The Berliners present an unusual live album that is a testimony of strange times: their Phanerozoic concept album performed live in its entirety at a time when no shows were happening anywhere in the world.
On September 25, 2020, in the middle of the global pandemic, The Ocean released their 9th studio album Phanerozoic II, the concluding episode of a conceptual trilogy that began with Precambrian 13 years before, with no end of lockdowns in sight, the band decided to thank their fans for the support with 2 streaming concerts, performing both Phanerozoic albums in their entirety.

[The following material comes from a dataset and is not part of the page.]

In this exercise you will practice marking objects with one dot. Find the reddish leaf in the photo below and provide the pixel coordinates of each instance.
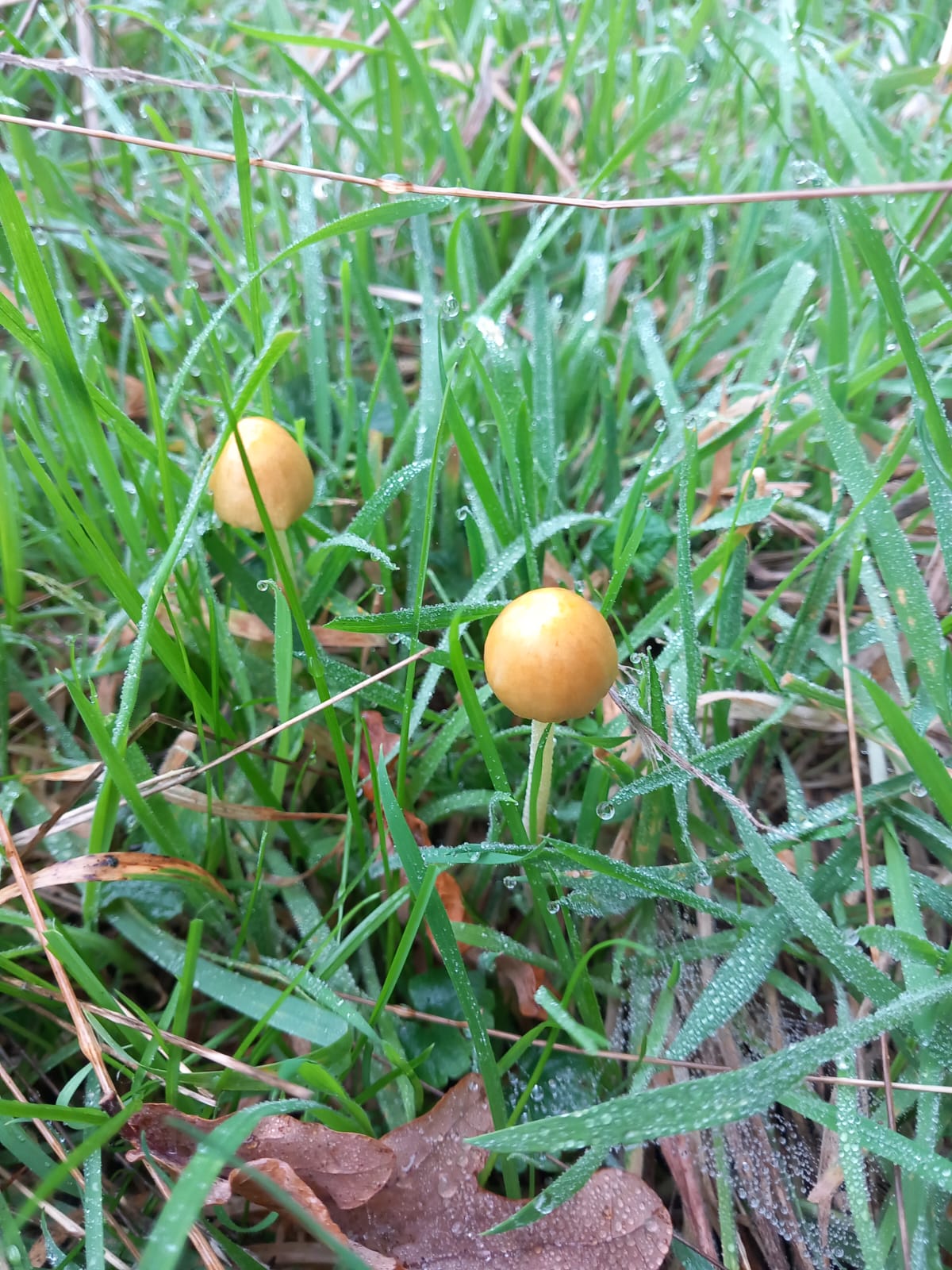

The performance formed part of the digital edition of Roadburn Festival, aptly named Roadburn Redux. Both shows couldn't have been more different: where the first part boasts with a pompous, mesmerizing lighting production on a big stage, the 2nd part is quite the opposite: intimate, almost cosy, focused on musicianship rather than performance. A stripped down setup in a dark barn, with moody, minimal but not any less efficient lighting.
“We wanted to give people 2 totally different experiences”, says band leader Robin Staps. “In Bremen, we had the chance to record a proper Ocean live show, the way people know us. We played facing towards the front of the stage, to an invisible crowd, essentially to a huge empty room... but we knew people were watching, even if we didn't see them. There was the same rush of adrenaline right before going on stage as you get before going on at any big open air festival... maybe with a little extra anxiety added, because knowing that so many people are watching you without being able to see them yourself was super weird.”
Phanerozoic Live is a live album like no other – it is a live album that was recorded in a cultural vacuum, a bizarre time that we will remember for the rest of our lives: a time when the world as we knew it suddenly stopped spinning. It is a live album that goes without all the qualities that we usually appreciate about a live album: without the sounds of a cheering, exited crowd... but it is the very absence of this, it is the eery silence between the songs that reminds us of what we miss most, and that gives these recordings a rare intensity and power.